Do you have any other visual experiences related to notation (seeing what you’re playing notated on staff paper), or rhythm? Can rhythmic aspects have colors too, or is it just melody and harmony?
“None related to notation or rhythm.”
Has there always been a visual component/experience during improvisation or is it something you consciously or unconsciously developed over time. Do you recall the first instance of experience visualization through performing or listening?
“It’s nothing I consciously developed, and I don’t really remember the first time. I have the sense that it’s just always kind of been there.”
Are there any other influencing factors, such as art, or education, that may have influenced your experience?
“I’m sure looking at and loving paintings has some influence, but it’s not like I look at a painting and hear a key. I love the work of Paul Klee and I know that he was very into music. Each color has a certain frequency at which it vibrates and note are also just vibrating frequencies.”
How do you think visualization helps in the improvisational process or getting your musical intent across?
“Not sure it does, except maybe it does on a level where if I’m feeling something very strongly because of the vibration of the key and then what I’m feeling comes through my playing without any thought getting in the way. Then the audience would then be able feel that as well if their mind doesn’t get in the way as well.”
Is the visual experience always present when you improvise, or does it need to be activated by either you or an outside source?

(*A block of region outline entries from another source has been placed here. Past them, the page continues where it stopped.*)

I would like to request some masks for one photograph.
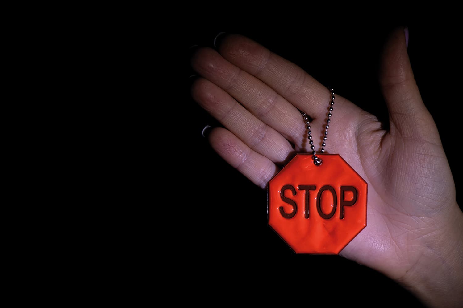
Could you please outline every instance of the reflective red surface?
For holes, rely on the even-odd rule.
[[[337,254],[367,225],[367,185],[338,154],[317,156],[296,154],[270,180],[269,224],[296,253]]]

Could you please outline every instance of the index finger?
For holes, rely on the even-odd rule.
[[[236,34],[223,35],[219,51],[224,58],[262,80],[312,119],[326,117],[331,98],[326,87],[293,62],[252,40]],[[339,98],[336,97],[336,107],[341,113],[358,108]]]

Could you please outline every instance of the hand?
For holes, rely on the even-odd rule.
[[[192,57],[202,77],[193,85],[192,96],[226,128],[211,132],[212,147],[263,188],[295,152],[308,151],[298,109],[320,128],[313,130],[316,134],[325,120],[329,92],[246,37],[227,36],[218,49],[201,48]],[[389,113],[388,131],[375,116],[336,95],[327,149],[339,153],[369,184],[368,225],[341,254],[384,273],[430,304],[461,303],[463,214],[401,28],[385,49],[380,83]]]

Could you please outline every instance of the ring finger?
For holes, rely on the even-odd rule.
[[[251,149],[272,162],[282,163],[294,153],[291,144],[281,134],[209,80],[200,78],[195,81],[192,86],[192,96]]]

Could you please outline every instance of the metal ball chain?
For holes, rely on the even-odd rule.
[[[330,88],[330,91],[331,92],[331,101],[330,102],[330,108],[328,109],[329,111],[328,113],[328,118],[326,119],[326,125],[325,126],[325,136],[323,136],[323,143],[321,144],[321,150],[320,151],[321,153],[325,153],[325,147],[326,145],[326,135],[328,135],[328,129],[330,127],[330,122],[331,121],[331,116],[332,115],[331,112],[333,111],[333,105],[334,105],[334,90],[333,90],[332,88]],[[319,157],[317,157],[316,152],[315,150],[315,146],[313,145],[313,140],[312,140],[312,131],[310,130],[310,123],[309,122],[309,117],[307,116],[307,115],[301,112],[302,115],[302,117],[304,118],[304,120],[306,121],[306,124],[307,124],[307,129],[308,130],[307,138],[309,139],[309,143],[310,144],[310,149],[312,150],[312,155],[313,156],[312,157],[313,158],[313,163],[315,164],[317,166],[319,166],[323,163],[322,160]]]

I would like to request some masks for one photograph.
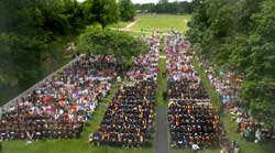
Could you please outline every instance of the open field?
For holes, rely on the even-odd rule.
[[[187,22],[190,15],[173,15],[173,14],[139,14],[140,21],[131,28],[131,31],[152,32],[154,30],[161,32],[169,32],[170,30],[185,33]]]
[[[143,34],[152,34],[153,30],[158,30],[164,33],[168,33],[172,29],[185,33],[187,28],[187,21],[190,19],[190,15],[169,15],[169,14],[146,14],[146,15],[138,15],[136,19],[139,21],[130,28],[128,33],[132,35],[141,35]],[[120,22],[110,26],[113,30],[122,29],[130,24],[130,22]],[[143,31],[141,31],[143,30]],[[162,55],[164,55],[162,53]],[[207,89],[211,101],[216,108],[220,108],[220,98],[218,94],[215,91],[213,87],[210,85],[207,79],[204,69],[199,67],[197,61],[194,62],[195,69],[198,70],[204,87]],[[167,108],[167,101],[163,100],[163,92],[166,90],[166,76],[163,76],[162,73],[165,72],[165,58],[161,58],[160,61],[160,74],[158,74],[158,89],[157,89],[157,106],[165,106]],[[91,146],[87,142],[87,138],[90,133],[95,132],[103,118],[105,111],[108,107],[108,103],[114,96],[118,90],[118,85],[111,90],[111,94],[103,99],[97,110],[92,116],[92,120],[90,124],[85,128],[82,132],[81,139],[79,140],[47,140],[47,141],[37,141],[32,144],[26,144],[23,141],[12,141],[12,142],[3,142],[3,151],[2,153],[155,153],[154,141],[152,141],[153,145],[146,149],[120,149],[120,147],[109,147],[109,146]],[[246,142],[242,136],[238,133],[234,133],[234,121],[230,119],[228,114],[223,114],[221,117],[226,129],[227,134],[230,139],[237,140],[241,145],[242,153],[273,153],[274,142],[270,143],[260,143],[255,144],[253,142]],[[156,124],[156,123],[154,123]],[[156,128],[155,128],[156,129]],[[168,131],[167,131],[168,132]],[[169,132],[168,132],[169,133]],[[155,138],[155,133],[153,133],[153,138]],[[169,142],[169,134],[168,140]],[[190,153],[189,150],[177,150],[169,149],[169,153]],[[204,151],[199,151],[199,153],[219,153],[219,149],[208,149]]]
[[[191,15],[175,15],[175,14],[139,14],[135,18],[136,23],[133,24],[128,33],[132,35],[150,35],[154,30],[163,33],[169,33],[172,30],[178,31],[185,34],[188,30],[187,22],[191,19]],[[109,26],[112,30],[121,30],[129,25],[131,22],[119,22]]]

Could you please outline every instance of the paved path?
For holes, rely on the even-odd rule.
[[[165,106],[158,106],[156,108],[156,142],[155,153],[168,153],[167,142],[167,112]]]

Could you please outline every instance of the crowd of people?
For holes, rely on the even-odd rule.
[[[264,123],[254,120],[241,106],[238,99],[239,90],[243,83],[243,77],[237,76],[233,72],[220,72],[218,77],[209,62],[197,56],[199,64],[204,67],[208,79],[220,95],[222,106],[235,121],[235,132],[241,133],[248,141],[255,143],[265,140],[275,140],[274,129],[264,128]]]
[[[100,128],[89,136],[94,145],[142,147],[150,145],[156,98],[160,41],[147,40],[150,52],[133,61],[125,79],[110,102]]]
[[[118,67],[112,56],[77,57],[2,114],[0,140],[80,138],[99,100],[111,89]]]
[[[218,143],[220,119],[193,66],[189,42],[172,35],[165,44],[170,145],[198,150]]]

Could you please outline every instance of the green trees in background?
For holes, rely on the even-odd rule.
[[[254,117],[275,123],[275,2],[195,0],[187,35],[217,72],[244,76],[242,105]]]
[[[131,0],[119,0],[119,8],[122,21],[132,21],[134,19],[135,9]]]
[[[95,28],[87,29],[78,42],[77,50],[81,53],[113,55],[127,63],[148,50],[144,42],[128,33]]]
[[[99,23],[102,29],[119,21],[119,6],[116,0],[87,0],[84,2],[87,21]]]
[[[158,3],[143,3],[134,4],[135,9],[146,13],[193,13],[194,3],[188,1],[168,2],[167,0],[160,0]]]
[[[0,105],[64,61],[66,44],[87,25],[118,22],[116,0],[1,0]]]

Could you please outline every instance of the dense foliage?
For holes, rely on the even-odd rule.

“Always there but definitely, but more on a subconscious level.”
Do you have any specific ideas of how it may relate to traditional music terminology and analysis, specifically melodic, harmonic, rhythmic, and formal considerations?
“Not really. Perhaps in terms of form where sections that were contrasting in terms of feeling and mood would also correspond to contrasting colors. Once again I think this is something that would be realized afterwards instead of something deliberately planned…at least in my case.”
Does visualization have an effect on your practice or composition strategies? Is it something you implement or discuss in teaching? Do you think it can be taught at all?
“Not in my practice or composition as stated above and it’s nothing that I use in my teaching. I’m not sure it could be taught.”
I asked Rick in a follow-up question whether he feels and visually experiences a song in its “home key,” even if it has typical harmonic movement (to the 4, 6 minor, etc.), or if each one of those key centers is experienced as a new color.
“I basically feel everything in the home key. If the bridge or any part of the tune modulates, I do feel a color shift.”